While Americans rarely have vitamin A deficiencies thanks to a more diverse diet and foods that are artificially fortified with vitamins, many men and women struggle to get enough of pair of carotenoids called lutein and zeaxanthin. This puts them at a significantly increased risk of developing age-related macular degeneration, the leading cause of vision loss in the United States.

“It’s better for us, it’s better for the world,” says Evan Rocheford, Torbert’s son and CEO of Professor Torbert’s Orange Corn. “But Orange Corn isn’t just more nutritious, it’s also significantly more delicious.”

Evan says nutrition and taste for consumers have taken a back seat to a singular focus on yield and production performance for too long.
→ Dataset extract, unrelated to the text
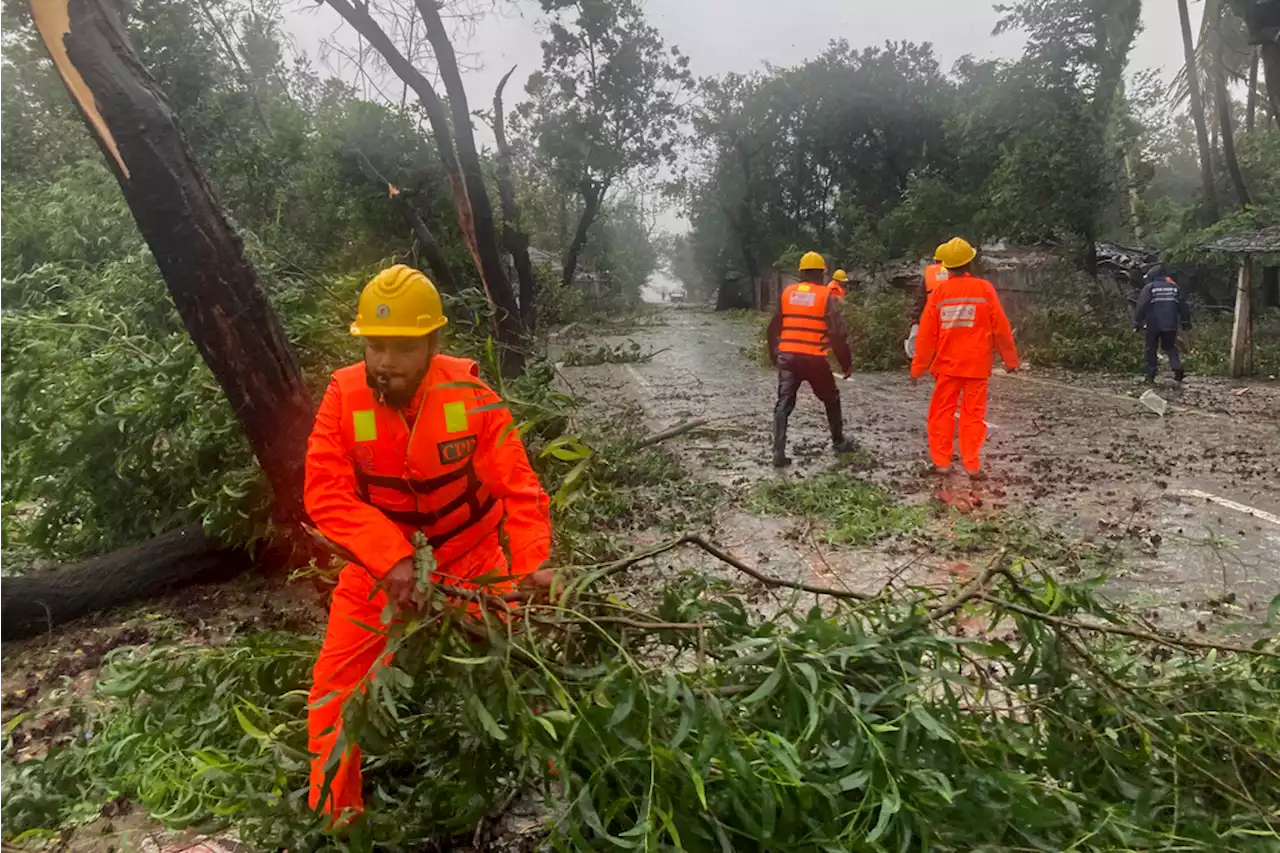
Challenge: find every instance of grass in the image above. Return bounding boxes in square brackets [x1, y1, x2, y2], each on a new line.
[750, 472, 925, 545]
“Corn is the building block of the American food system,” Evan adds. “If we can increase the nutrition value of corn with 3, 4, or even 5 times the number of carotenoids, it would have really big cascading effects. It would make chickens more nutritious. They would produce darker yolks. Beef produced by cattle feeding on orange corn would also be better for you too.”

Evan says if you look back 100 years ago, approximately 50% of American corn was white. Yellow became dominant after it was shown to produce better outcomes when fed to livestock. Now, only about 1% of the corn grown in the U.S. is white. Evan says it’s time for another evolution, one that will produce better outcomes for people, not just animals.
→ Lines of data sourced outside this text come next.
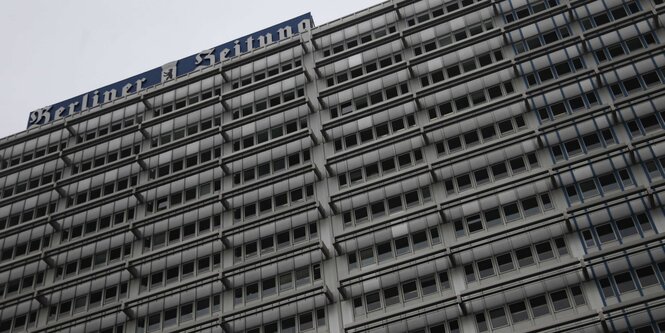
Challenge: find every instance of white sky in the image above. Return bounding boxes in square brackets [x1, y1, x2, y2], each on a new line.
[0, 0, 381, 138]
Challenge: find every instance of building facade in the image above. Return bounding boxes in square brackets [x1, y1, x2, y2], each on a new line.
[2, 0, 665, 331]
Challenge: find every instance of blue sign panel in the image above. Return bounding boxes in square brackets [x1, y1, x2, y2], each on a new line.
[27, 13, 314, 129]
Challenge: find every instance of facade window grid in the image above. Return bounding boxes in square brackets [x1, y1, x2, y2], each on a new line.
[512, 25, 572, 55]
[503, 0, 560, 23]
[593, 31, 658, 63]
[475, 285, 586, 331]
[142, 215, 219, 252]
[71, 144, 140, 175]
[231, 85, 306, 120]
[149, 116, 219, 148]
[233, 222, 318, 263]
[641, 155, 665, 180]
[60, 207, 136, 244]
[139, 252, 222, 292]
[351, 272, 450, 317]
[428, 81, 516, 122]
[404, 0, 479, 27]
[151, 86, 221, 119]
[233, 149, 312, 186]
[625, 108, 665, 138]
[146, 74, 220, 113]
[578, 0, 642, 32]
[550, 128, 617, 162]
[145, 178, 219, 215]
[338, 148, 424, 189]
[608, 66, 665, 99]
[148, 146, 221, 180]
[596, 260, 665, 301]
[3, 77, 221, 162]
[233, 263, 322, 306]
[322, 24, 398, 58]
[0, 169, 62, 199]
[76, 113, 144, 145]
[0, 201, 57, 231]
[413, 19, 495, 57]
[347, 226, 442, 270]
[419, 49, 504, 88]
[1, 141, 67, 170]
[325, 52, 403, 88]
[443, 152, 540, 194]
[4, 0, 665, 331]
[0, 310, 39, 333]
[625, 322, 665, 333]
[341, 186, 432, 227]
[233, 184, 315, 222]
[435, 114, 526, 155]
[233, 117, 308, 151]
[83, 324, 124, 333]
[453, 193, 555, 237]
[135, 294, 221, 333]
[242, 307, 326, 333]
[406, 319, 460, 333]
[0, 270, 45, 299]
[230, 58, 303, 90]
[47, 281, 128, 322]
[333, 114, 416, 152]
[536, 90, 601, 123]
[524, 55, 585, 87]
[329, 82, 409, 119]
[563, 167, 634, 204]
[580, 212, 653, 249]
[0, 235, 51, 262]
[55, 243, 132, 281]
[65, 174, 138, 208]
[463, 236, 569, 284]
“We want to make orange the new yellow. Hopefully in 50 years, what we now call ‘Orange Corn’ will just be called ‘corn.’”


Orange Corn got a big boost in 2021 with a national ad campaign partnering with GoDaddy, culminating in a commercial spot widely airing on TV including during New Year’s Rockin’ Eve and March Madness.

But Orange Corn has been an offering on Market Wagon for much longer than that, joining the platform soon after Professor Torbert’s launched in January 2019.


Evan says the partnership is only natural. He sees Professor Torbert’s and Market Wagon as brands which are both working to build a better food system.

“It’s a great opportunity to collaborate,” Evan says. “We have a brand that has a unique value proposition and story. That aligns with the kind of customers that Market Wagon attracts, thanks to its own unique value proposition and story.”


For now, Orange Corn is grown by a family farmer in Rushville, Indiana, halfway between Indianapolis and Cincinnati. It’s milled in Rochester, Indiana, between Fort Wayne and Chicago. But as word gets out, and the gospel of Orange Corn spreads to more ‘ears,’ look for that to change in the years to come.

Professor Torbert’s sells two products on Market Wagoncorn grits and corn flour. In addition, the Central Indiana also has corn meal. Each offering is non-GMO and gluten-free. In fact, there’s just a single ingredient in each bag: Orange Corn.


Whether it’s cornbread, fried chicken, pizza dough, pancakes or polenta, you can use Professor Torbert’s Orange Corn in place of traditional ingredients when cooking. Plus, take a little extra satisfaction knowing a percentage of your purchase provides Orange Corn seed to a farmer in Africa, empowering them to address malnutrition in their own community.